Grapeseed contains flavonoids called oligomeric procyanidins (OPCs), which provide the body with 50 times more antioxidant protection than either vitamin C or vitamin E, and helps prevent and correct damage to capillaries throughout the body. Scientists first studied the medicinal benefits of OPCs discovered in pine bark, which they referred to as pycnogenol. The OPCs in grapeseed are sometimes still referred to as pycnogenol, but this is incorrect since the word pycnogenol refers exclusively OPCs in pine bark—OPCs in grapeseed have a different chemical and pharmacological action in the body.

Grapeseed helps relieve symptoms associated with free radical damage and poor circulation, including chronic venous insufficiency (CVS), varicose veins, macular degeneration, and diabetic retinopathy. OPCs in grapeseed extract (GSE) also tone the capillaries and increase blood supply to the skin, which helps to prevent the breakdown of collagen.

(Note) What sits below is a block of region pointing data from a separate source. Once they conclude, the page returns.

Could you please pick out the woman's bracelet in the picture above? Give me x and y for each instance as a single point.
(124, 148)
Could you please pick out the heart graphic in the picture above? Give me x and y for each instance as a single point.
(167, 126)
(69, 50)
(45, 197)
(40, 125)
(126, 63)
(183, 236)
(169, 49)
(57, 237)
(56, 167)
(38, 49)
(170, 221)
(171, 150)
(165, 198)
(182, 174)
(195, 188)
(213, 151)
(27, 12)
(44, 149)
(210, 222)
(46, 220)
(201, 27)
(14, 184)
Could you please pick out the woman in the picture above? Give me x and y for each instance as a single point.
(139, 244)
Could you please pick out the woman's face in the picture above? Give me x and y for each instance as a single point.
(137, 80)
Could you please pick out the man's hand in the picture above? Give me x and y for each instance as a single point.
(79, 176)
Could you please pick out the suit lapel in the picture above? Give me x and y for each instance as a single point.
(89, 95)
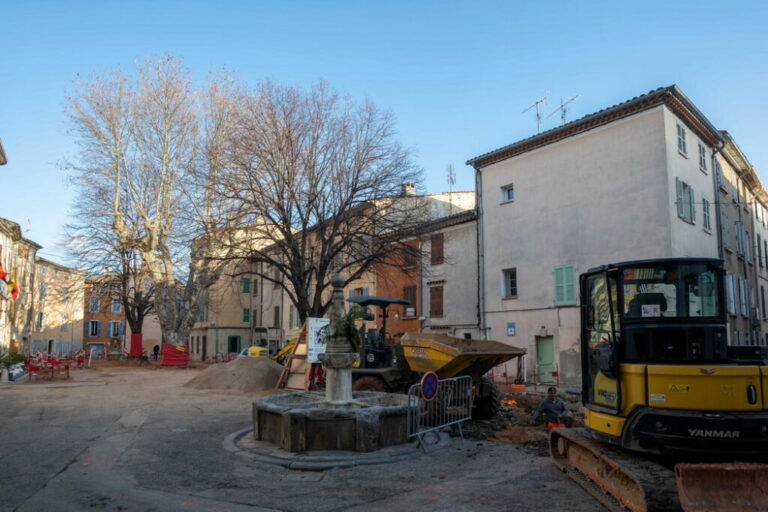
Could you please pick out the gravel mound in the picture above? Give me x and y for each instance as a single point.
(242, 374)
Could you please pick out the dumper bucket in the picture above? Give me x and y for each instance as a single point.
(731, 487)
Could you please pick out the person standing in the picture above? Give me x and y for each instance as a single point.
(553, 408)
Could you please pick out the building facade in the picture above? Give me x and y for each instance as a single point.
(58, 310)
(17, 258)
(648, 178)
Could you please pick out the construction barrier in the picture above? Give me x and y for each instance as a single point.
(447, 403)
(175, 355)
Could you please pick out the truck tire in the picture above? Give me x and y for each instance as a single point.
(486, 407)
(370, 383)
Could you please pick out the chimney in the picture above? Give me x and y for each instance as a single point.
(408, 189)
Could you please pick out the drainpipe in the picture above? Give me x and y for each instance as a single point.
(480, 254)
(718, 222)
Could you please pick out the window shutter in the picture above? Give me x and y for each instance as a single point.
(436, 253)
(559, 285)
(436, 301)
(570, 285)
(693, 204)
(731, 294)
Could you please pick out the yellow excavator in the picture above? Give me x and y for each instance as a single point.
(675, 417)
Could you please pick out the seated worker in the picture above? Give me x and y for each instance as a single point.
(553, 408)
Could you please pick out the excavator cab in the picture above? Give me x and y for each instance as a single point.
(662, 388)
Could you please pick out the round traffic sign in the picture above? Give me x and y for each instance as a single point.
(429, 386)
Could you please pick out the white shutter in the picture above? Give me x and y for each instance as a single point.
(731, 294)
(691, 197)
(679, 193)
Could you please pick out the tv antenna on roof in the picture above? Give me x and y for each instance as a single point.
(540, 101)
(562, 108)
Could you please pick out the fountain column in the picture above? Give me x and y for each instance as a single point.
(338, 357)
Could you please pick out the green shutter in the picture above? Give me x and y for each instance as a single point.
(693, 204)
(565, 285)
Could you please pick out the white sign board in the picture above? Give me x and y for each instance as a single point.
(317, 330)
(651, 310)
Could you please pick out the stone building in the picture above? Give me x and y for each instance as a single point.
(638, 180)
(58, 317)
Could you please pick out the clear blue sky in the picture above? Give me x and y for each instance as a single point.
(456, 75)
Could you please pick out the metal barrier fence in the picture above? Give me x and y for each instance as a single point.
(451, 404)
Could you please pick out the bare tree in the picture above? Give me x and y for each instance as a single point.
(321, 187)
(150, 148)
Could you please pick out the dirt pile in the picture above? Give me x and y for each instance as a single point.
(244, 374)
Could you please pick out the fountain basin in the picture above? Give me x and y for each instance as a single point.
(302, 421)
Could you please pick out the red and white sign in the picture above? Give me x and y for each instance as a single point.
(429, 386)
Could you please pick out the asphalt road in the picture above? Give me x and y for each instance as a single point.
(133, 439)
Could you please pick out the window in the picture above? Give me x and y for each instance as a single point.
(93, 328)
(741, 245)
(731, 294)
(707, 217)
(293, 317)
(718, 173)
(409, 294)
(115, 329)
(436, 301)
(565, 285)
(686, 206)
(436, 245)
(509, 286)
(507, 193)
(744, 297)
(409, 256)
(681, 147)
(765, 251)
(725, 229)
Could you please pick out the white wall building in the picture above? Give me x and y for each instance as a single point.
(622, 184)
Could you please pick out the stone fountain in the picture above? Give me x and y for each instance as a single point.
(339, 419)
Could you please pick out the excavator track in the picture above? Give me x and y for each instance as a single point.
(617, 479)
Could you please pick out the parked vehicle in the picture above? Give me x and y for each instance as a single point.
(662, 387)
(388, 365)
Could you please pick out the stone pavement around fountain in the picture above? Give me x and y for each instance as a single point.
(135, 440)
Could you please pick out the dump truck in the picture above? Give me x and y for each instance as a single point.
(394, 364)
(674, 416)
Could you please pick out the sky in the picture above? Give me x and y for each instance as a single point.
(455, 75)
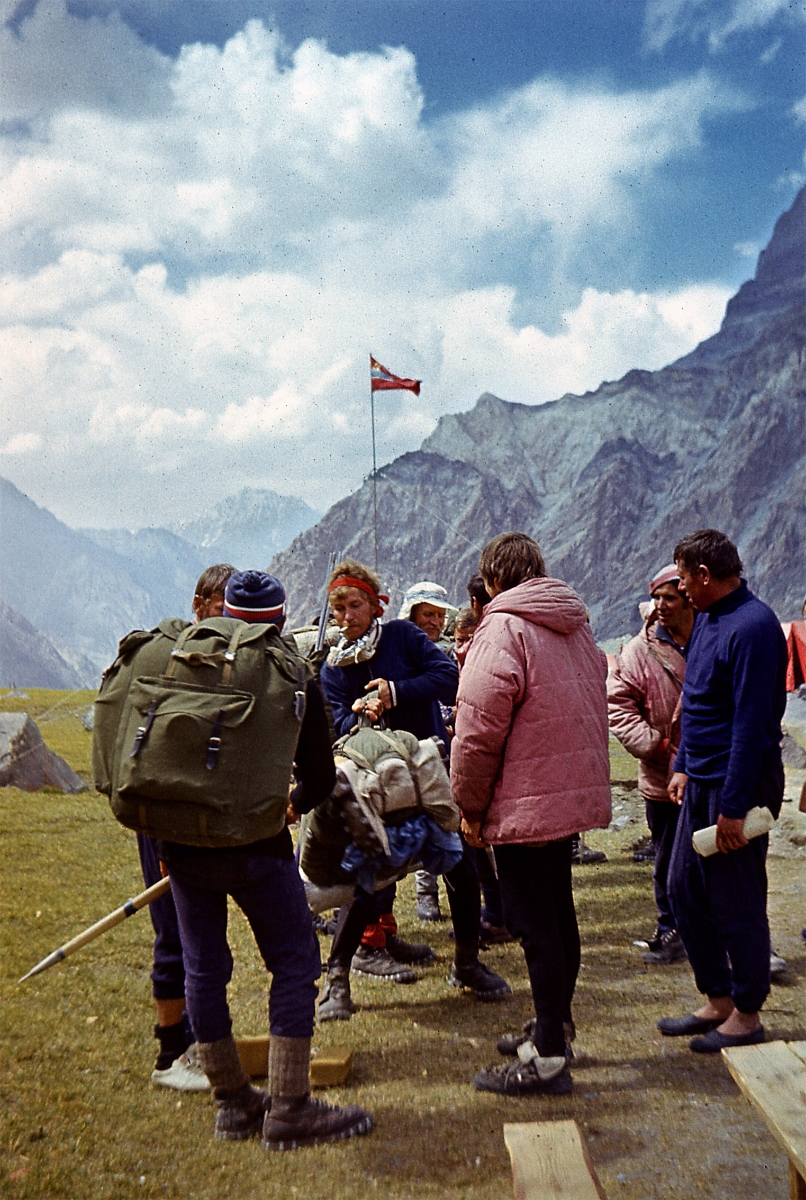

When applied topically, grape seed extract also acts as an alpha-hydroxy acid, and is used in many cosmetic lotions and creams designed to improve skin tone and diminish fine wrinkles.

Grapeseed contains significant amounts of resveratrol, a substance that acts as an anti-inflammatory and has demonstrated an ability to lower cholesterol and triglyceride levels and provide antioxidant protection; some studies have shown that reveratrol may even help slow tumor growth.

Grapeseed extract is available at some pharmacies and most health food stores. The recommended dose is 75 to 300 milligrams of grapeseed extract daily for up to 3 weeks, then a daily maintenance dose of 40 to 100 milligrams.

If you want to improve your skin’s texture, diminish wrinkles, or just put some color in your cheeks, you might try one of the many cosmetic products that use grapeseed extract (sometimes still erroneously referred to as pycnogenol in the list of active ingredients) to reverse the signs of aging. You can also get your daily dose of grapeseed from—what else?—eating grapes (not seedless, of course). The dark-skinned ones offer additional health benefits (the dark skins contain lots of flavonoids called anthocyanosides, which act as potent antioxidants in the body).